* we played at the park 'til it was chilly and nearly dark
* had a pizza party (highly recommend Papa Murphy's Gourmet Veggie)
* got the wild children settled and sleeping
* stayed up too late (almost 2:00 am!) talking about home schooling, public education, threats to the modern family, the merits (and warts) of the political candidates, and the delicacies of household finances. And laughing our heads off at Rick and Nate's humorous banter.
* Kristen carved mini pumpkins with the kids (that woman is a wonder to watch. energy. grace. style to spare.)
* She and Rick held down the fort while Nate and I slipped out to the temple to witness a lovely sealing
* We played at the park again (til we were tired, grumpy and thirsty.) Some of us wore sun bonnets.
* We (the adults) freshened ourselves, picked up the sitters and went out for an evening of inspiring mexican food and delicious conversation.
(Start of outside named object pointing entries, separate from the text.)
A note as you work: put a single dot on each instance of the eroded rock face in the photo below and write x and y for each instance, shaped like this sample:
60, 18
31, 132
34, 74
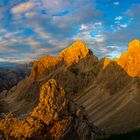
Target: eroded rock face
130, 60
52, 103
54, 118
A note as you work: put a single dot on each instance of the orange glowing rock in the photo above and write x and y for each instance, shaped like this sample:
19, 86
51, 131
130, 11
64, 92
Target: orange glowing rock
106, 62
130, 60
74, 53
52, 103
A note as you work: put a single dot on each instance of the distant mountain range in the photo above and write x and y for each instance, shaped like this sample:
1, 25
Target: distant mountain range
75, 96
11, 74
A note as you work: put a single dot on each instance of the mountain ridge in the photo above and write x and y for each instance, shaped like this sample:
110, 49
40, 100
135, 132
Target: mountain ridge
103, 88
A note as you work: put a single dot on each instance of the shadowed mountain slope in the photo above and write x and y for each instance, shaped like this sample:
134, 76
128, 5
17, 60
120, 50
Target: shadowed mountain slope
107, 90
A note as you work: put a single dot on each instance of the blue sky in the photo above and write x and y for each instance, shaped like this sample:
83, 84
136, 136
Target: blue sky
32, 28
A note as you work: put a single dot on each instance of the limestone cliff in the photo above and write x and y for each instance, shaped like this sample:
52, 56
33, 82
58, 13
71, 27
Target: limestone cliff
55, 117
* Gluttons for calories and punishment, we baked oatmeal chocolate chip cookies with Ghirardelli chocolate chips. Then we plunked ourselves down on the couches and talked. and talked. and talked 'til almost two in the morning (again!)
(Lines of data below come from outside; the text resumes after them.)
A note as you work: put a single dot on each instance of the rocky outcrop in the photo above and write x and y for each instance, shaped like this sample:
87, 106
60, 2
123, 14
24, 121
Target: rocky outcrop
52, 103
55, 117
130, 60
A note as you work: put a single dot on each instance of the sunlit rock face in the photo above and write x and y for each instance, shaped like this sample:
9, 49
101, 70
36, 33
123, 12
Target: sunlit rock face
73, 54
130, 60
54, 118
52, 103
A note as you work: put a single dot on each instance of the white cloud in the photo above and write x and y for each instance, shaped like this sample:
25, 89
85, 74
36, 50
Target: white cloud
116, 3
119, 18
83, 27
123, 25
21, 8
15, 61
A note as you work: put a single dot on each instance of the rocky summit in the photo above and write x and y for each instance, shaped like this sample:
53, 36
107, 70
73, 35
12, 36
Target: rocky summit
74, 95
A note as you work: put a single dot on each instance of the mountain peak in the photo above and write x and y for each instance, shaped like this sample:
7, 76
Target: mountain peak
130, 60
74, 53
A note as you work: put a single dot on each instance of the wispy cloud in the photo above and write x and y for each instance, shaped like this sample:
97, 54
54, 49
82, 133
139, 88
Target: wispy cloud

* we hated ourselves for talking 'til two in the morning.
* I hated El Norte for putting SO MUCH garlic in their salsa (and kind of hated Nate for eating so much of it; the breath ramifications no son buenos for romance.)
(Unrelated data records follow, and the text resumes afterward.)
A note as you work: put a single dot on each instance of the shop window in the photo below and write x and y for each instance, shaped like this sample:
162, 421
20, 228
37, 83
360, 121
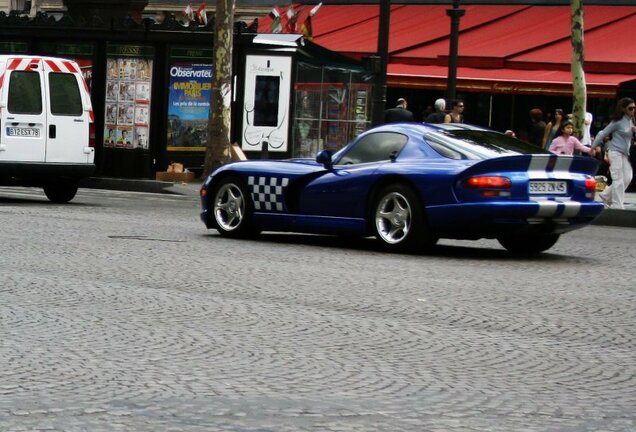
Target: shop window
65, 95
25, 93
332, 107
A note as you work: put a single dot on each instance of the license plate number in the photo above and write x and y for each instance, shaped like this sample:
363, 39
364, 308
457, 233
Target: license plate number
548, 188
17, 131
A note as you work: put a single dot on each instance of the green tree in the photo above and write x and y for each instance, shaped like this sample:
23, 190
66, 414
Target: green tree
578, 73
218, 148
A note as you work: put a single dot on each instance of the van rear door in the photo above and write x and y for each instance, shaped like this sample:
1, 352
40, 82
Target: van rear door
23, 116
68, 113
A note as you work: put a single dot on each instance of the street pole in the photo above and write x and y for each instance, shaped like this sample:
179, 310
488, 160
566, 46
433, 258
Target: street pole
379, 98
455, 14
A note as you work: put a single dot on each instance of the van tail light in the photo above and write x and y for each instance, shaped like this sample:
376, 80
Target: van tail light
91, 135
590, 187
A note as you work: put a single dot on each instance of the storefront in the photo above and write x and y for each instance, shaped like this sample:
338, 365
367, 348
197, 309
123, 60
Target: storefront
151, 87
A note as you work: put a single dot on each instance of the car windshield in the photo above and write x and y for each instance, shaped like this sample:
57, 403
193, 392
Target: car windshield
477, 144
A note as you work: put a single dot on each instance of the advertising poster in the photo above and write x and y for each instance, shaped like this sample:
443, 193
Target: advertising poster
189, 106
127, 118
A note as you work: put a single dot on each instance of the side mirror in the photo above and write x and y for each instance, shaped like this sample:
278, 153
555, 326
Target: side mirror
324, 158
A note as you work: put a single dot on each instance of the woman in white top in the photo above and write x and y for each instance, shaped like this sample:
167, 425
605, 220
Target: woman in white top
622, 128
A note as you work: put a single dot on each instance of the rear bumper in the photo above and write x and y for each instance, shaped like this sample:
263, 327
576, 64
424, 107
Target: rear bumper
492, 219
* we gathered shoes and belongings, packed suitcases and coolers, folded towels and blankets...
* and we waved goodbye to our lovely visitors as they headed south for part deux of their tour de texas.
My heart is heavy with compassion -- trying to understand (really understand) what bearing one another's burdens looks and feels like. If I'm doing it right, it hurts. But the byproducts of suffering can be shiny and empowering. I know that. I have lived through the reality of that fact. I'm reminded of it now. I have somewhat of a predilection for making things complicated, which sometimes breeds doubt. Simple faith has never been my gift. The unexpected events of last night reminded me how much I believe; how much I know. Today, I feel calm and assured. Nothing doubting.